Gestes
Viewer Discretion is Advised
Details
  • Dates2006 and Ongoing
  • ExhibitionsAvril-juillet 2012 Lumière noire Exposition personnelle au Musée d'histoire de la Médecine, Paris - Juin 2008 Eponymous Exposition BCCKolectiev, avenue Louise, Bruxelles - Juin 2007 Gestes Exposition collective de fin d’année à l’Abbaye de La Cambre, Bruxelles
  • PrintTirage argentique Lambda Brillant Kodak, 60X90 cm, collage sur dibond, plastification matte
This Work

Il est une forme d’art dans l’acte chirurgical.
Le processus de reconstruction de l’image d’une personne par la réparation du corps est le même que celui mis en place lors de la réalisation de ces prises de vues.
Après avoir explorées par la photographie certaines pratiques de modifications corporelles comme le tatouage, le piercing, les scarifications, et le branding, je me suis intéressée à une autre forme de rapport au corps, la chirurgie.
Je photographie des personnes lors d’opérations chirurgicales. La perception des corps et des visages est altérée par l’intervention chirurgicale, altération renforcée elle-même par l’intervention photographique.
Cette démarche se caractérise par la volonté d’aller au-delà du visible, de dépasser la surface de la peau comme surface infranchissable.
La zone opérée se retrouve isolée dans l’image, cernée de noir, dénaturée. La carnation précise rend presque palpable le corps du patient.
Par ces images, je cherche à interroger les limites du montrable. La frontière du regardable est atteinte quand les peurs sont exhumées. Les peurs du spectateur autant que les miennes sont questionnées. Certaines limites ne sont pas franchies : pas de seringue pénétrant le corps, pas de scalpel tranchant la chair.
La manière de traiter la lumière, de théâtraliser la scène, d’isoler le sujet dans une composition harmonieuse, rappellent les tableaux caravagesques.

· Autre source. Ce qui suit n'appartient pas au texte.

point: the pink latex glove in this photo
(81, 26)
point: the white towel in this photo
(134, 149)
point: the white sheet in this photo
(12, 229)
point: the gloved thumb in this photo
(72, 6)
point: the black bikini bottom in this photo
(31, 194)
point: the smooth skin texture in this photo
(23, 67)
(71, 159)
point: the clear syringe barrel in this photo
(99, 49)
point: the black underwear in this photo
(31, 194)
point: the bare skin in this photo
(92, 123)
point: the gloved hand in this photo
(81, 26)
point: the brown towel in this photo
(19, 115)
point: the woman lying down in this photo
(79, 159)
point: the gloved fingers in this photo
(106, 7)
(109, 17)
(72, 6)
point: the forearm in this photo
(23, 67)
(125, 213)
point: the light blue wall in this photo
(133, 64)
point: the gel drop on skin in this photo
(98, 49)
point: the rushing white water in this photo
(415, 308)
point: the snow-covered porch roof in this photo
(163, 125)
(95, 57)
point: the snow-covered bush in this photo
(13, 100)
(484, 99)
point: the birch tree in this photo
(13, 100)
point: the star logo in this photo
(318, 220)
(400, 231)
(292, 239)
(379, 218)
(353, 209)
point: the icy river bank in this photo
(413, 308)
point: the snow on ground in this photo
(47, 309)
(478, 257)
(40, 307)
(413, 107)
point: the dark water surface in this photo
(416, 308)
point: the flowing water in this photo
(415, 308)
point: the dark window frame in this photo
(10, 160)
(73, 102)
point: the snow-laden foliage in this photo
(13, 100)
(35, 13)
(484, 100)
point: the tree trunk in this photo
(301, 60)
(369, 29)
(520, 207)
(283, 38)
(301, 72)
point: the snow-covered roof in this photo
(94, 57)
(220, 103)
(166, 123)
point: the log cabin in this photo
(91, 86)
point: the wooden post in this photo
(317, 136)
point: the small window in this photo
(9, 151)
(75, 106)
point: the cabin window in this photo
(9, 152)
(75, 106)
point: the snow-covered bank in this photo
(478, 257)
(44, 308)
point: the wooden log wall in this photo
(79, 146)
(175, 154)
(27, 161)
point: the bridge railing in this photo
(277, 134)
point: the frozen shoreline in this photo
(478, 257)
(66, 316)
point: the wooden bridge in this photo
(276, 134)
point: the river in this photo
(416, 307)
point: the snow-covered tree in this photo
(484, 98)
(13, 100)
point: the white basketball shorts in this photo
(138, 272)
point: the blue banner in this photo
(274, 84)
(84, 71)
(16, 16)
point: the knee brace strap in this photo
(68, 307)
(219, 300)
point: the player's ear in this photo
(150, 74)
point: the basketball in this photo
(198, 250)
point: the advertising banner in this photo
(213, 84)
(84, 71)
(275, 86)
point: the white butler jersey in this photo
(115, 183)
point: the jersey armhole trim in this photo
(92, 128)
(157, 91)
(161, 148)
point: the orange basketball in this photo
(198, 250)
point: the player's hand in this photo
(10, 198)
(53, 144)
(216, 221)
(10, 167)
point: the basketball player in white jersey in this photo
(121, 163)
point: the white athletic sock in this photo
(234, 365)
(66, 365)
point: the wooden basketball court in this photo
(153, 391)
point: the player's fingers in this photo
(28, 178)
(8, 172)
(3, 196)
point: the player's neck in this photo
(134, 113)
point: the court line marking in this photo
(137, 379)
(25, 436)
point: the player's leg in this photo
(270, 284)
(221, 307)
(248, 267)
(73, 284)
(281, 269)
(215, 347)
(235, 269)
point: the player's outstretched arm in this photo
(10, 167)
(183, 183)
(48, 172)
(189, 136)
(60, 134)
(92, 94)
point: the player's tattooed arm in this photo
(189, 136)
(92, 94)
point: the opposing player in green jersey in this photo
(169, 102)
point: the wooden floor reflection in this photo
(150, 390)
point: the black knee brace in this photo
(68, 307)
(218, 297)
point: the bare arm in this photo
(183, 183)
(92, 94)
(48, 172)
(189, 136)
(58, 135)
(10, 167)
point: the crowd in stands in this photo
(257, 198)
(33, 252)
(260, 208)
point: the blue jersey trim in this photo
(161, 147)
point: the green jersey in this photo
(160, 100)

La théâtralisation mise en place permet de s’éloigner du sensationnalisme mais provoque paradoxalement une certaine dramatisation.
Ces photographies prises sur le vif ont perdu leur coté documentaire mais n’en sont pas moins le témoignage d’une réalité.

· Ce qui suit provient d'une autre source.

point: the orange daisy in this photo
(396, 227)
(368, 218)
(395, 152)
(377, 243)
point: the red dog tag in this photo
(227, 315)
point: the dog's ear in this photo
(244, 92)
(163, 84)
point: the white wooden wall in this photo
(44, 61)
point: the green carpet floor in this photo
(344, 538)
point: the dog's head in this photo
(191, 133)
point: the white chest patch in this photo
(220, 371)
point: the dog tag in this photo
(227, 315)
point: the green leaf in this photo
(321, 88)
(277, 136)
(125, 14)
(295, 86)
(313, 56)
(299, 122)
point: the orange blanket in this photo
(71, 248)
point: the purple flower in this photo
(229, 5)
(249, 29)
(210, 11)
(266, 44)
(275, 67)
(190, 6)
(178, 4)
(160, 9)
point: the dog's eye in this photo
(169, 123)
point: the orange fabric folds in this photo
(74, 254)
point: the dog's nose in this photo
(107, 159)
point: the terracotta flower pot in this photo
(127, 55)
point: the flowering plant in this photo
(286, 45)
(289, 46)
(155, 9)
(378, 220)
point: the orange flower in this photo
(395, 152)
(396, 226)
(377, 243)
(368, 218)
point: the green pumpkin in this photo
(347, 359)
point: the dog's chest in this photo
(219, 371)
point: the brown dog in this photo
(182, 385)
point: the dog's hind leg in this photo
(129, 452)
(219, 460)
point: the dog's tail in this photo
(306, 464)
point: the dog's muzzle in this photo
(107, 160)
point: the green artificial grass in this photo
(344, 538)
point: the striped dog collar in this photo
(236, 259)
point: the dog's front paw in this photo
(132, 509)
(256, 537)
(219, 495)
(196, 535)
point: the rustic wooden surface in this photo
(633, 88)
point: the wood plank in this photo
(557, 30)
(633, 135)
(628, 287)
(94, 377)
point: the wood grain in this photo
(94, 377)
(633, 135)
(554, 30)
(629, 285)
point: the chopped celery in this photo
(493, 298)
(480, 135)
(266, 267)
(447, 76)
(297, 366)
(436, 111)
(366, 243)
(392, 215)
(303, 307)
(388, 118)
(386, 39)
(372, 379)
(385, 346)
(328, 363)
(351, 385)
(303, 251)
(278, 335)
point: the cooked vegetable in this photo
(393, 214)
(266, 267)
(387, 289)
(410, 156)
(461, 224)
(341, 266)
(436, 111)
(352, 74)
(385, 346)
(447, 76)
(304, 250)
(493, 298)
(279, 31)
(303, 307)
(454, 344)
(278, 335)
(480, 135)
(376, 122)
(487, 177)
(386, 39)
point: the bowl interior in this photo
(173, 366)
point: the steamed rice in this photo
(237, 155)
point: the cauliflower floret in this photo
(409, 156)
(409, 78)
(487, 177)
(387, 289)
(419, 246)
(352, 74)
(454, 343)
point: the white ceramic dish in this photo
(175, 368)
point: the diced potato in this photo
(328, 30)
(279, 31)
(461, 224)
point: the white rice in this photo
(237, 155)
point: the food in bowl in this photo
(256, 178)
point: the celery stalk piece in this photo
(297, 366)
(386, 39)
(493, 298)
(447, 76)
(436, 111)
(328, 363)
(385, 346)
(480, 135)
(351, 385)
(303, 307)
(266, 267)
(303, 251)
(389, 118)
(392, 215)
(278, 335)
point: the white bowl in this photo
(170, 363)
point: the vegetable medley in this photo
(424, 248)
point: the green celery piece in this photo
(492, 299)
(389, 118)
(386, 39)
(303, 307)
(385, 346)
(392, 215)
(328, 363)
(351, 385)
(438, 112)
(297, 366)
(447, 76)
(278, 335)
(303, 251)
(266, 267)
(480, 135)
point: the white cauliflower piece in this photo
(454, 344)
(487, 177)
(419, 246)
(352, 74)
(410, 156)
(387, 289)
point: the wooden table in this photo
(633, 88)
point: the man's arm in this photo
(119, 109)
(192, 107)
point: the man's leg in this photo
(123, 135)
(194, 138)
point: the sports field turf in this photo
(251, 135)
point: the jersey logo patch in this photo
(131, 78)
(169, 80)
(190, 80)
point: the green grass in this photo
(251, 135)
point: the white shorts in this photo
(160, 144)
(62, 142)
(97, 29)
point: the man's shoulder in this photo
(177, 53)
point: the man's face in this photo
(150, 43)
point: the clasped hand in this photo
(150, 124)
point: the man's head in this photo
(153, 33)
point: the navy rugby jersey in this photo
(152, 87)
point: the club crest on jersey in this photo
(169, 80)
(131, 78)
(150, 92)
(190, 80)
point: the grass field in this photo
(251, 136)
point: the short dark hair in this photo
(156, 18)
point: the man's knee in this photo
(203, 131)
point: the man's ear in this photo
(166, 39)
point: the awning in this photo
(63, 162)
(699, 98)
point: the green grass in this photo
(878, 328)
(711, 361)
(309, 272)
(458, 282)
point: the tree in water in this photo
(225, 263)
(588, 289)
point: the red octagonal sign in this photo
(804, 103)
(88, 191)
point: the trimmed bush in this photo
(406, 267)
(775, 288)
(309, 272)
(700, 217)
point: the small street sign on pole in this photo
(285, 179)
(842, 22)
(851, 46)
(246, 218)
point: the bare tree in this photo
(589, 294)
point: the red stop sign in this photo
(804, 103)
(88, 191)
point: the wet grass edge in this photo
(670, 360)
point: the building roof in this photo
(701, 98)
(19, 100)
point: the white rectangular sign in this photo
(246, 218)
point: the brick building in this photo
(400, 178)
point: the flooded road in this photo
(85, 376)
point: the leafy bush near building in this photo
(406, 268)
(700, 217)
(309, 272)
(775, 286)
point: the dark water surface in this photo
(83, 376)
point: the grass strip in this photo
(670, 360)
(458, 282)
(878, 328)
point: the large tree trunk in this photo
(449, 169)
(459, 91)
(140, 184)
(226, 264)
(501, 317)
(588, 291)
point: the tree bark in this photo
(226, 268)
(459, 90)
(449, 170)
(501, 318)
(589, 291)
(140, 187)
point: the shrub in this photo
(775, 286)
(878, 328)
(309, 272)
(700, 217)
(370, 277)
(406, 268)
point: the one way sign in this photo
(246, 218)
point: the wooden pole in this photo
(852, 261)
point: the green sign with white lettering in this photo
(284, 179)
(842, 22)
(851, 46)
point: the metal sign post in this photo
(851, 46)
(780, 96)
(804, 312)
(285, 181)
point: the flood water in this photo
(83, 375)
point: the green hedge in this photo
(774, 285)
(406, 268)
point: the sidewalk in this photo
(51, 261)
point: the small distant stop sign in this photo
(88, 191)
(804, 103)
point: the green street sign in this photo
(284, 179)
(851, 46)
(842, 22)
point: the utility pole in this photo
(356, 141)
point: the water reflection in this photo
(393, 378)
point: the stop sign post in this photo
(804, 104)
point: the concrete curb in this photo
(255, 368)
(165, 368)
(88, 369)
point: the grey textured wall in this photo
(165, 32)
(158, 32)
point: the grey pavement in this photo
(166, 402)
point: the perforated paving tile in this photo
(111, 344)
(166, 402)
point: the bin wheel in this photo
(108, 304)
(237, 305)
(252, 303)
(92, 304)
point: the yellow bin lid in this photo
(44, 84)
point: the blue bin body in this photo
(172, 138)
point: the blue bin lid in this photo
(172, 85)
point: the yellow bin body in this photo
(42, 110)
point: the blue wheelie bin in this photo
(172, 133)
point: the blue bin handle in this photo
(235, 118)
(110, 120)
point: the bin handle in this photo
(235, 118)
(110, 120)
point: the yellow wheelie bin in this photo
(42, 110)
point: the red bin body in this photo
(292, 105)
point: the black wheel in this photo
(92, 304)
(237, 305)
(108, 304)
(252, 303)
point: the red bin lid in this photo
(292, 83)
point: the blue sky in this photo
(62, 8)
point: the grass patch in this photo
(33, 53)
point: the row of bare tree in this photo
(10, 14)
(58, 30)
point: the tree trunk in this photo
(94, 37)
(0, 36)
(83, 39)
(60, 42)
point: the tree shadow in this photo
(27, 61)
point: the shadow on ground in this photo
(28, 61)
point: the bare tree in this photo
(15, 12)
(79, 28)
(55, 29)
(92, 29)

Les images qui peuvent sembler violentes laissent place à de nombreux paradoxes : l’attirance et la fascination cohabitent avec la peur et la répulsion, la beauté d’un corps meurtri, la violence qui peut se dégager d’un acte positif comme une opération de reconstruction, la perte d’humanité quand l’être ne semble plus être que chair.